The New York Post's Charles Hurt wrote that when Sen. Hillary Clinton proposed national health-care reform as first lady, "Americans revolted over her proposals," adding that "she still doesn't understand that most people believe the federal government is the only thing that could actually make health care worse." In fact, recent polling suggests that a majority of Americans support health-care reform proposals that expand the government's role.

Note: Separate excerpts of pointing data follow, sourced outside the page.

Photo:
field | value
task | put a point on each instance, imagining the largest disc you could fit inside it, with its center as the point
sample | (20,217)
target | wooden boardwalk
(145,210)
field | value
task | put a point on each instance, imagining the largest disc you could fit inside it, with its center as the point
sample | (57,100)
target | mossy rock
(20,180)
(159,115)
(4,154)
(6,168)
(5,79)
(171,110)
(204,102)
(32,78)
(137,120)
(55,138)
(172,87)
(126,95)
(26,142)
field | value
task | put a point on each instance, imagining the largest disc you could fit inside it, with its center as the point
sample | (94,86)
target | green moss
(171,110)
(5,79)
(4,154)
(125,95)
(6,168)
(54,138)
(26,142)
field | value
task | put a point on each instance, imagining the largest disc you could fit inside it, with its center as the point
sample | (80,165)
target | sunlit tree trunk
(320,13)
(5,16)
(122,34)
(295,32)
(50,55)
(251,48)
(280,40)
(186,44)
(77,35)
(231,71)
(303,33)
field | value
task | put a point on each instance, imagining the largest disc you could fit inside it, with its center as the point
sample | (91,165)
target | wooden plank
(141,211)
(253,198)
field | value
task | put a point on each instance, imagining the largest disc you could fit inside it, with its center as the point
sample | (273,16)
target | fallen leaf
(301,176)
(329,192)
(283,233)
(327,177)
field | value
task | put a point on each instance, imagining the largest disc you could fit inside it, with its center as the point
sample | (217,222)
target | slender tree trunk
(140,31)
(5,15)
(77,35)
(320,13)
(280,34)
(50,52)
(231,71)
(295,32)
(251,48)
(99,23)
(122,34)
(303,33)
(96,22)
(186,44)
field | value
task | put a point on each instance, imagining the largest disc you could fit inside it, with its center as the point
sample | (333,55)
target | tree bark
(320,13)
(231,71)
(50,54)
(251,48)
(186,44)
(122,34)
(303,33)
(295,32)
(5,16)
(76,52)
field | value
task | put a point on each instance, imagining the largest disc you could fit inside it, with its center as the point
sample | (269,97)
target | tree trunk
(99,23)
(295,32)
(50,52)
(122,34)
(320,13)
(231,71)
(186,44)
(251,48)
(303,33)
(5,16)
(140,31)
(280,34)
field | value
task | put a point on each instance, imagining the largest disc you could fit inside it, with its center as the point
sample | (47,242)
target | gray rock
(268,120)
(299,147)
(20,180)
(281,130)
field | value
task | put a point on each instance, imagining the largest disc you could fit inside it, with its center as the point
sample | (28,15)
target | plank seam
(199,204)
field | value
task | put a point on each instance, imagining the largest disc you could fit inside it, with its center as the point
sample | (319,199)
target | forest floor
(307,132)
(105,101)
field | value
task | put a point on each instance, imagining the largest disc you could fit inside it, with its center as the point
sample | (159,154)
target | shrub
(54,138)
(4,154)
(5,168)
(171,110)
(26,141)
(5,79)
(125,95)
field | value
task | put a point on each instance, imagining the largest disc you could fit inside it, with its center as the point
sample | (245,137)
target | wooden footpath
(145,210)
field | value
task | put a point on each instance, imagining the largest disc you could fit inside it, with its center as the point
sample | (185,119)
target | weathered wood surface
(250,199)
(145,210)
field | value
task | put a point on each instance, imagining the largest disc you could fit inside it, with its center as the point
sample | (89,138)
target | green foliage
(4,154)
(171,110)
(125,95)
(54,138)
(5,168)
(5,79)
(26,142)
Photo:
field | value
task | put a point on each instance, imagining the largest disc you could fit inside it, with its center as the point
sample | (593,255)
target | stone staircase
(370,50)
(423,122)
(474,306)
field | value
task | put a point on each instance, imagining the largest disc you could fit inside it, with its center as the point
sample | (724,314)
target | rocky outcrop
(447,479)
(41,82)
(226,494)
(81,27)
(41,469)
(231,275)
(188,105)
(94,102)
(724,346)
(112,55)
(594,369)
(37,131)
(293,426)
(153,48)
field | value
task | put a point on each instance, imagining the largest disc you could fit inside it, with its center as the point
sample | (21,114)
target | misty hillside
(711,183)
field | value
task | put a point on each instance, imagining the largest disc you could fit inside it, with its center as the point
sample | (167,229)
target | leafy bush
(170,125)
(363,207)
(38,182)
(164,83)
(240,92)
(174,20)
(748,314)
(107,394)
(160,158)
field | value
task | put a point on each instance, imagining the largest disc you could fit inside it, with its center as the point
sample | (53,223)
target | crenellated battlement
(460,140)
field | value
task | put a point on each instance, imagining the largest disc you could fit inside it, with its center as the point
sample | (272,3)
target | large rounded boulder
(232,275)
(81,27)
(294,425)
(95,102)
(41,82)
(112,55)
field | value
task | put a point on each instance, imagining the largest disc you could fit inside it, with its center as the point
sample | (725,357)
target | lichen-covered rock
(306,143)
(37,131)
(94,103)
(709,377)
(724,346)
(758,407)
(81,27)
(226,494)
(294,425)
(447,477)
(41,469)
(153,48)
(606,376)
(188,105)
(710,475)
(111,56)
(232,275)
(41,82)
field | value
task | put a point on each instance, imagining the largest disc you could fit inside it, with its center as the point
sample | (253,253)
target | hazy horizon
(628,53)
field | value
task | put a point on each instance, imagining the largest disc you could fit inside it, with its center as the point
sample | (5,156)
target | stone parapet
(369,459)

On Fox News, Sean Hannity said to Sen. John McCain, "You've said three times in the last week or week and a half that you promised no new taxes. You mean none." In response, McCain said, "None." However, in a Wall Street Journal interview, McCain did not rule out raising taxes. Later in the Fox News interview, Hannity suggested that Sen. Hillary Clinton's health care proposal would "nationalize health care," and McCain replied, "We tried this. We've seen this movie before back in 1993, OK? And it is a government takeover." In fact, Clinton's proposal would not "nationalize health care" or seek a "government takeover" of it.
On Morning Joe, Chris Matthews asserted that "if a Democrat were smart, who gets elected president, they wouldn't go back to the old Canadian model ... single-payer model." In fact, neither Sen. Barack Obama nor Sen. Hillary Clinton has proposed a health-care plan that resembles the Canadian health-care system or a "single-payer model." Matthews also suggested that the Democratic candidates should "take something that looks practical out of Massachusetts with Mitt Romney... and put [their] name on it" and "try some kind of mandated benefit." However, Obama's and Clinton's health-care proposals both include "mandated benefit[s]," and Clinton's plan has drawn comparisons to the plan Romney implemented in Massachusetts.